Figure 4A proposed FoSTeS/MMBIR mechanism underlying the origin of inverted duplication
(A) A schematic representation of the genomic region of intron 11 until intron 13 of CHM is shown as present on the reverse strand. The relevant nucleotides for the proposed model are depicted. A red dotted line represents the location of the sticky end break. (B) The proposed mechanism of the SV is illustrated, i.e., (1) the DNA polymerase synthesized the DNA from 5′ to 3′, (2) the polymerase stalls due to the sticky end break at position c.1510+693, and (3) template switching to the forward strand of CHM (indicated in red) occurs due to the presence of 8 bp microhomology. (4) The polymerase continues DNA replication of the strand and thereby generates the inverted duplication containing a second copy of exon 12. (5) A 4 bp microhomology region at position c.1414−1244 in the forward strand stalls the DNA replication, and (6) template switching occurs to the reverse strand. (7) The DNA mismatch repair mechanism completes the 3′ sticky overhang by 3′ flap cleavage and fill in synthesis leading to a 4 bp random nucleotide insertion. From there, (8) DNA replication continues in the original strand. (C) The resulting CHM allele, specific for family A, containing the inverted duplication is shown, occurring through the FoSTeS/MMBIR mechanism.

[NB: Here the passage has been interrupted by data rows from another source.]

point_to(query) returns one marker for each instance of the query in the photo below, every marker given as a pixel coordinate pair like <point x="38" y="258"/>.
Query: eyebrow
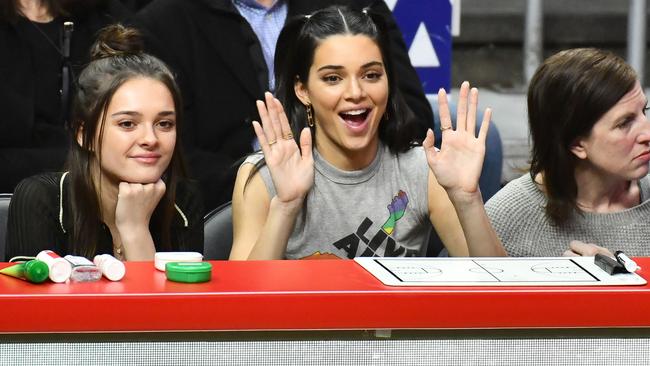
<point x="138" y="114"/>
<point x="338" y="67"/>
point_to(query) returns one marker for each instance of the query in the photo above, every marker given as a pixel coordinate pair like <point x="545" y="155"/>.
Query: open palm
<point x="292" y="169"/>
<point x="457" y="166"/>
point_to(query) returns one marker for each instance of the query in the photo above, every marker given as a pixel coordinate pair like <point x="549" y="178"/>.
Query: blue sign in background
<point x="435" y="17"/>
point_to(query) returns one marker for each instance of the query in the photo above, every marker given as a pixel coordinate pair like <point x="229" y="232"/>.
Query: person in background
<point x="40" y="60"/>
<point x="339" y="175"/>
<point x="123" y="192"/>
<point x="588" y="189"/>
<point x="223" y="52"/>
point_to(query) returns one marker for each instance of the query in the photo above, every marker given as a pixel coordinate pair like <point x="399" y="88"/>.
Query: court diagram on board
<point x="492" y="271"/>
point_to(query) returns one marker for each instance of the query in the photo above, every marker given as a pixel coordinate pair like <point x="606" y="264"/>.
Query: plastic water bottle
<point x="83" y="270"/>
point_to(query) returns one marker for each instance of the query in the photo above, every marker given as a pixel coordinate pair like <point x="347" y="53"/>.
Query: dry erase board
<point x="544" y="271"/>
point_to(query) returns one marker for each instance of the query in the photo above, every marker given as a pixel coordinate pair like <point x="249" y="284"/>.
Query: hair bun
<point x="116" y="40"/>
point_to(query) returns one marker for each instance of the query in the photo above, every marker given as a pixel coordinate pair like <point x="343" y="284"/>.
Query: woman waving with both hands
<point x="339" y="174"/>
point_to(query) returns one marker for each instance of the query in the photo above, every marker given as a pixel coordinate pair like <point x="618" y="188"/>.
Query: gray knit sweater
<point x="517" y="214"/>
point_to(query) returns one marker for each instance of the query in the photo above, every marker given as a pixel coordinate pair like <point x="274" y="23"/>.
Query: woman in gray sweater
<point x="588" y="178"/>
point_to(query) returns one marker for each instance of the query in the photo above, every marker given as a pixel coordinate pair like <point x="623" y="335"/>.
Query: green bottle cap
<point x="36" y="271"/>
<point x="190" y="272"/>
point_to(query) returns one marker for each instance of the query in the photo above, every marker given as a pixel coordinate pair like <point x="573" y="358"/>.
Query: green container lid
<point x="189" y="272"/>
<point x="36" y="271"/>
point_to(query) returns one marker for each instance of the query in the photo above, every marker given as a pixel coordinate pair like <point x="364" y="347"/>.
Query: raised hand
<point x="292" y="169"/>
<point x="457" y="166"/>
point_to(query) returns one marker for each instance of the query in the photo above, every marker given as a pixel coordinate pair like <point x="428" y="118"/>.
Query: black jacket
<point x="222" y="72"/>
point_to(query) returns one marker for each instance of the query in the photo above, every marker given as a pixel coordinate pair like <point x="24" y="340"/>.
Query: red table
<point x="307" y="295"/>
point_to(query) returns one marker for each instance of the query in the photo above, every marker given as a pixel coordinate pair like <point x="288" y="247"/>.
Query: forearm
<point x="482" y="240"/>
<point x="273" y="239"/>
<point x="137" y="244"/>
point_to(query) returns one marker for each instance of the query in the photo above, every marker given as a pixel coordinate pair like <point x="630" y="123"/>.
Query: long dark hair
<point x="294" y="56"/>
<point x="567" y="95"/>
<point x="117" y="57"/>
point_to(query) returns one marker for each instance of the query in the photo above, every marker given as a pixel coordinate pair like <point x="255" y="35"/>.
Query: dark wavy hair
<point x="117" y="57"/>
<point x="294" y="56"/>
<point x="567" y="95"/>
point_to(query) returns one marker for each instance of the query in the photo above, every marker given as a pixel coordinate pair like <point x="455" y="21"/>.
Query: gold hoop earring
<point x="310" y="115"/>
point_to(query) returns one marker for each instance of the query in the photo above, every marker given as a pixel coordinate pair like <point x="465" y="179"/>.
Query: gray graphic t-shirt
<point x="381" y="210"/>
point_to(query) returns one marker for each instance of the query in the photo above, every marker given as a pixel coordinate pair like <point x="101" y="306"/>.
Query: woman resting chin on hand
<point x="123" y="192"/>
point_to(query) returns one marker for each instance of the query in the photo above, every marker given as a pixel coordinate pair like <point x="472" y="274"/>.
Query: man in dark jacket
<point x="34" y="96"/>
<point x="223" y="69"/>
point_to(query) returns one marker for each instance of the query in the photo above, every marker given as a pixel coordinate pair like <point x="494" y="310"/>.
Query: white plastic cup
<point x="111" y="267"/>
<point x="60" y="269"/>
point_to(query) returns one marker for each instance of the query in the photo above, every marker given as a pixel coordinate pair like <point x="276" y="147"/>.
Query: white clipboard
<point x="494" y="271"/>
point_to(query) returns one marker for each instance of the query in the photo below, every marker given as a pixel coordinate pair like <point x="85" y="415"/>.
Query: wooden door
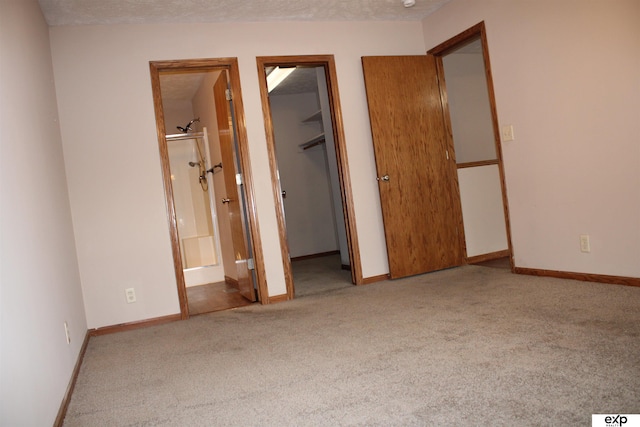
<point x="415" y="169"/>
<point x="233" y="198"/>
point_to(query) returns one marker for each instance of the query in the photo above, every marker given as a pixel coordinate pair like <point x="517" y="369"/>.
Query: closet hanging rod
<point x="181" y="136"/>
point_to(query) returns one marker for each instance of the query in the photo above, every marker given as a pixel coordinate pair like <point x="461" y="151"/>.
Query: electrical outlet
<point x="66" y="332"/>
<point x="585" y="245"/>
<point x="131" y="295"/>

Figure 5Hairpin formation putatively underlying the observed CHM exon 12 skipping in mature mRNA
(A) Schematic representation of CHM exons 10 to 13 of the reference genome and the affected individual with the intragenic inverted duplication downstream of exon 12. (B) Enlargement of the hairpin stem at the basal part at the nucleotide level. The first base pair of the hairpin stem is assembled from c.1414−1243 to the 1,742nd nucleotide on the inverted duplication. The last nucleotide of the inverted duplication and 4-bp inserted sequence (highlighted in green) do not contribute to the hairpin stem. (C) Enlargement of the hairpin stem at the top part at the nucleotide level. The hairpin stem is terminated by the last base pair from c.1510+410 to c.1510+686 of wild-type sequence. The 274-nucleotide single-strand RNA starting from c.1510+411 till c.1510+685 is on the loop part of the hairpin structure.